No sé a qué esperáis, qué hacéis tumbados al sol, todos con las mismas gafas -transparencias creo que se llaman-, cuando podríais estar nada más ni nada menos que visitando este pueblecito de Burdeos, Saint Michel de Montaigne. Os aseguro que vale la pena, que la sensación es parecida a la de sumergirse en un mar tropical, pero de viñedos, y que entre las aguas se alza el castillo del autor del Que sais-je, un hombre singular donde los hubo, que inició sus ensayos con la célebre advertencia: 'Yo mismo soy el contenido de este libro'. Por eso, hay que visitarlo, porque don Miguel de la Montaña -como lo llamaba con cariño el ingenuo Benito Feijoo- tan sólo consigo mismo llenó cientos de páginas, lo cual pocas veces ha vuelto a suceder.

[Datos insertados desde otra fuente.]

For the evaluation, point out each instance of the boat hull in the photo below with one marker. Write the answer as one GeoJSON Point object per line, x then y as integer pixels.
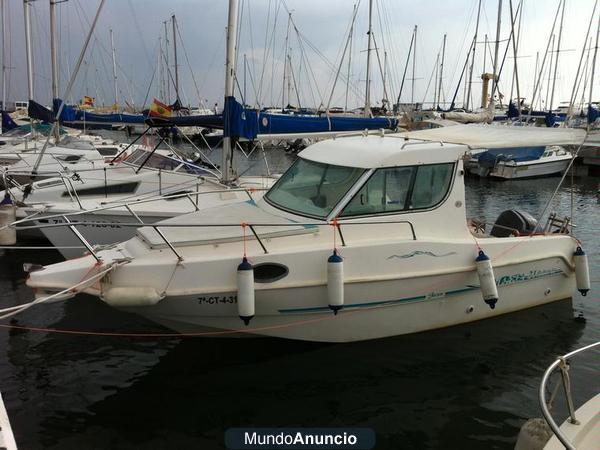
{"type": "Point", "coordinates": [373, 309]}
{"type": "Point", "coordinates": [530, 170]}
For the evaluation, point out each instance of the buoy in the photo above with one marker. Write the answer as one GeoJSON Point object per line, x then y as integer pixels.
{"type": "Point", "coordinates": [582, 271]}
{"type": "Point", "coordinates": [487, 281]}
{"type": "Point", "coordinates": [8, 214]}
{"type": "Point", "coordinates": [534, 435]}
{"type": "Point", "coordinates": [335, 282]}
{"type": "Point", "coordinates": [245, 279]}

Os recomiendo que iniciéis la visita por la pequeña ermita donde se conserva su corazón, e inmediatamente accedáis a su castillo, entre el mar de viñedos. Un incendio destruyó gran parte del antiguo edificio, pero afortunadamente respetó -'milagrosamente' anuncia el díptico turístico- la torre del filósofo. Subid con cuidado los estrechos peldaños, sentid la quietud del momento. En realidad, en la torre de Montaigne no hay casi nada que ver, tan sólo la espléndida vista de ese mar de viñedos espolvoreados de azufre. Pasead lentamente por la habitación del filósofo y fijaos en el pequeño lecho, quién sabe si auténtico: el sire de Montaigne era de corta estatura y sufría cuando alguien preguntaba, sin distinguirlo de inmediato entre los suyos: '¿Dónde se encuentra el señor?'. En cambio no estaba descontento de su rostro: tenía la frente despejada, los ojos 'blancos y dulces', los dientes sanos y correctamente dispuestos, una barba espesa de un color pardo 'de corteza de castaño', la cara agradable, los miembros bien proporcionados. Pero, como él mismo comentaba con enojo, ¿de qué sirven a un gentilhombre todos estos atributos sin el de la talla?

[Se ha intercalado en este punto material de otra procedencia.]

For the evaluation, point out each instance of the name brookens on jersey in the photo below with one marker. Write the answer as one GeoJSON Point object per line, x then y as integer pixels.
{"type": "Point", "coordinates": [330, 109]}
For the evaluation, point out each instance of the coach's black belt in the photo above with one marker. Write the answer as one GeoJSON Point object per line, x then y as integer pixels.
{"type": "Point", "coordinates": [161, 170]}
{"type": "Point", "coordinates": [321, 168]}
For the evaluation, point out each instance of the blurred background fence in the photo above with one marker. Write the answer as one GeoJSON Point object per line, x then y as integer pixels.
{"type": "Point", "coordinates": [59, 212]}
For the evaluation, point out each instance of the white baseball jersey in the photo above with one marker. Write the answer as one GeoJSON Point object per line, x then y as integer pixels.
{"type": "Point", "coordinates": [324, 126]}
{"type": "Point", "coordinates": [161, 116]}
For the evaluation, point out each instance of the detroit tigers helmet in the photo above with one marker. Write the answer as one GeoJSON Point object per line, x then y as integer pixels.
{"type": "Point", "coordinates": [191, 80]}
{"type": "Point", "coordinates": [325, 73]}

Acceded a la última planta, donde se conserva su biblioteca, y sorprendeos de la ausencia de libros. Pero creedme que es la más bella biblioteca que jamás hayáis visto. Porque al levantar la vista en seguida advertiréis que todas las vigas de aquel techo están grabadas con sentencias griegas y latinas. Os leo una al azar: 'Quantus est in rebus inane' ('¡Cuánto vacío hay en las cosas!'). Cada una de aquellas vigas contiene una máxima, a veces varias, porque cuando el señor de Montaigne se cansaba de una de ellas, hacía llamar a su carpintero, que diligentemente, y con admirable y pródiga paciencia, le superponía otra, si cabe más acertada: 'La pasión de saber Dios se la ha dado al hombre para atormentarlo'. Y de este modo cada viga de aquel mar de viñedos es un palimpsesto de sabiduría, y cada hoja de viña, desde aquella ventana, es como el reflejo de cada una de aquellas palabras, como peces fulgentes entre aguas transparentes.

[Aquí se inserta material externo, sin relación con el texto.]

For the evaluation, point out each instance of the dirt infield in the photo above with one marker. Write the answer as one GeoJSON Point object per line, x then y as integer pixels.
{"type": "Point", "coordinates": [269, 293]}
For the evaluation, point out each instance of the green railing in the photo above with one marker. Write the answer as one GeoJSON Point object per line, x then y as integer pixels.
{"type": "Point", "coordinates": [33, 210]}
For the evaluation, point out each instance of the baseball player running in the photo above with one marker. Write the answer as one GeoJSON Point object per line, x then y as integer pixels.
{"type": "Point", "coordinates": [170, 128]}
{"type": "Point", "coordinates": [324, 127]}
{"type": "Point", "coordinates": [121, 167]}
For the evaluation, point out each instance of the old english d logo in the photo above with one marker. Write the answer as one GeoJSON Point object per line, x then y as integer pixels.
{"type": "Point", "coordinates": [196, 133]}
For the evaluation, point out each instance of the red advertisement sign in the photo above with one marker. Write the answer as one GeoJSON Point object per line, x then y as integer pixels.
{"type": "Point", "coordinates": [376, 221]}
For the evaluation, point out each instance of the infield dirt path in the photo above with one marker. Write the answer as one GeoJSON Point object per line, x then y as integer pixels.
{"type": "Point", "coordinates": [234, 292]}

Antes de partir, os sugiero que compréis alguna edición de los Ensayos, o un estudio sobre el filósofo, en la pequeña tienda improvisada en el patio de la torre. Sin duda el guía -un voluntario estudiante de letras- os recomendará la obra más actual y completa. Yo os propongo el trabajo de Jean Starobinski Montaigne en mouvement, que se inicia con una cita de los Ensayos: 'El disimulo es la más notable cualidad de este siglo... El engaño mantiene y nutre la mayor parte de los actos humanos'. Como veis las cosas no han cambiado nada desde entonces... Tomad una pequeña hoja de vid y conservadla entre aquellas páginas, como recuerdo de la tierra -de aquel mar ondulante de viñedos de azufre- de Michel Eyquiem, señor de Montaigne.